Od Ziny CD. Altaira

     Zina nie przepadała za zapuszczaniem się wgłąb ludzkich osad. Uciekła ze świata dwunożnych z konkretnego powodu i nieszczególnie uśmiechał jej się powrót do takowych realiów. Jednocześnie jednak odnajdywała osobliwą przyjemność w odgrywaniu roli ulicznego włóczęgi - drażniący zapach spalin, labirynt zabudowań czy wszechobecny chaos tworzyły swoisty, pociągający klimat z nutą przygody w tle. Ciężko było się mu oprzeć. Problemem byli ludzie. Choć w pomniejszych miejscowościach zdążyli nawyknąć do wałęsających się pośród śmietników czworonogów, widok rodowodowego, rasowego psiaka pozostawionego samemu sobie wzbudzał zainteresowanie. Odmierzona od linijki, zaplanowana genetycznie aparycja młodej suki niejednokrotnie sprowadzała na nią niechcianą uwagę ludzkich oczu. Nie potrafiła zliczyć ile razy musiała umykać przed hyclem czy chciwymi łapami, które z ochotą przygarnęłyby sobie owy porzucony skarb i uczyniły z niego domową ozdóbkę - zgodnie z przeznaczeniem, ku jakiemu została stworzona. Niedoczekanie. Szybko nauczyła się jednak, że ma drobną przewagę. Jej płowe umaszczenie wyróżniało się nieco na tle rasowców i przez nieciekawe, szarawe barwy upodabniało ją raczej do mieszańca. Dopóki nie trafi na wprawne oko znawcy, jest bezpieczna.
     Z tą świadomością i głową pełną pozytywnych myśli strażniczka przemierzała ulice miasta. Rozkoszowała się ciepłem słonecznego dnia oraz jodowanym powietrzem płynącym od strony fiordu. Miała wyjątkowo dobry humor, co nie było wprawdzie rzadkością, za to zwiastowało niekiedy kłopoty. Będąc szczerym, nadeszły one prędzej niż możnaby się spodziewać. A wszystko to za sprawą małego cudu - szybującego prosto z nieba kawałka bliżej nieokreślonego, ludzkiego jedzenia, o apetycznej woni i potencjalnie toksycznym składzie. Posiłek upadł nieopodal jej łap, niczym dar od losu. Zamrugała szybko, pobieżnie rozglądając się za sprawcą owego przypadku, którym zapewne było przypadkowe, piszczące dziecko, jednak zaraz skupiła uwagę na sprawie faktycznie istotnej. Kiedy los funduje ci jedzenie, nie wypada odmówić. W kilku długich susach dopadła do kawałka mięsa w bułce, pokrytego mieszaniną marnych warzyw czy dziwnych sosów. Ludzkie jedzenie zawsze było niczym rosyjska ruletka - nigdy nie wiadomo, co okaże się ucztą dla podniebienia, a co zwykłym, niejadalnym śmieciem. Zawsze jednak warto podjąć owe ryzyko. 

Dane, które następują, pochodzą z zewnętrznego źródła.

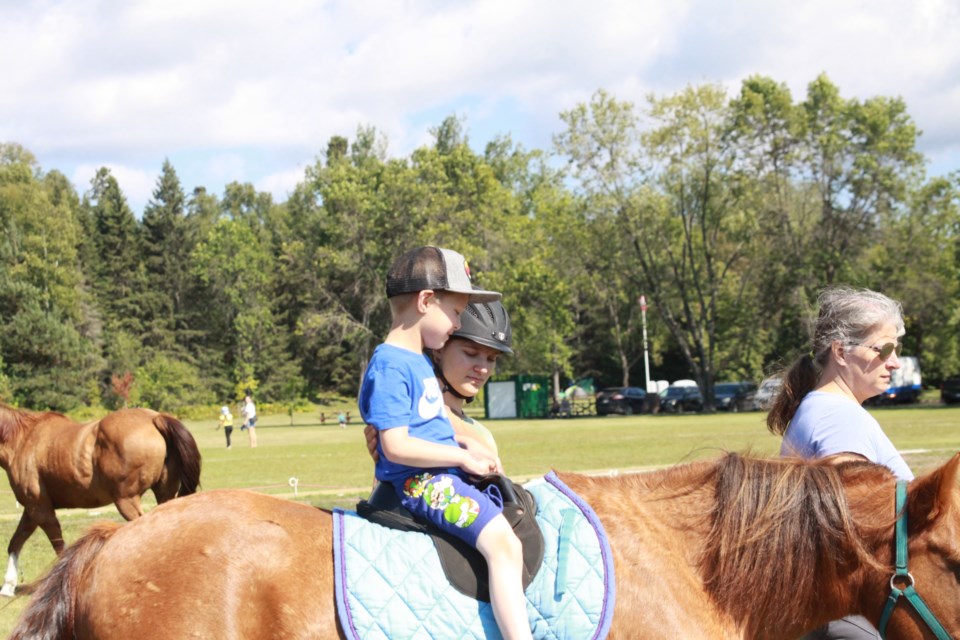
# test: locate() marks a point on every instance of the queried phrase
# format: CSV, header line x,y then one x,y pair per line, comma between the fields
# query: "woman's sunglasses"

     — Obawiam się, że ten obiad należy do mnie — obcy głos przykuł uwagę samicy.
     Odruchowo zastrzygła uszami, podnosząc wzrok znad kawałka mięsa. Kawałek przed nią stał pies o czekoladowej sierści i ognistych oczach, potencjalnie należący do stada. Aparycją przypominał wilkowatego owczarka, był nieco większy, lecz nie prezentował się szczególnie groźnie. Jego ton był spokojny, zaś uniesiona w pokojowym geście łapa mówiła sama za siebie. Zina uniosła brwi.
     — Nawiasem mówiąc, możesz przypomnieć mi swoje imię. Będzie miło, bo nie chcę myśleć o tobie "ten złodziej" — dodał czekoladowy samiec.
     Na jej usta bezwiednie wpłynął figlarny uśmiech. Wyprostowała się nieco w wyzywającym geście, ostentacyjnie kładąc łapę na zdobyczy.
     — Wielu tak o mnie myśli — rzuciła zawadiacko, machnąwszy ogonem. — Ale możesz mi mówić Zina. 
     — Jestem Altair — przedstawił się, być może z czystego odruchu. — Jak już mówiłem...
     — Obiad należy do tego, kto go złapał — Strażniczka przerwała mu wpół słowa, pochylając nieznacznie pysk. 
     Nie była przekonana, co właściwie zamierza osiągnąć. Miała ochotę na odrobinę emocji, nutę brawury i ryzyka. Zanadto doskwierała jej nuda, by nie pokusić się odrobinie psot. Samiec stał jednak spokojnie, lekko skonsternowany i wyraźnie wciąż nastawiony pozytywnie wobec złodziejki. Westchnęła ciężko, wywracając z irytacją oczyma. 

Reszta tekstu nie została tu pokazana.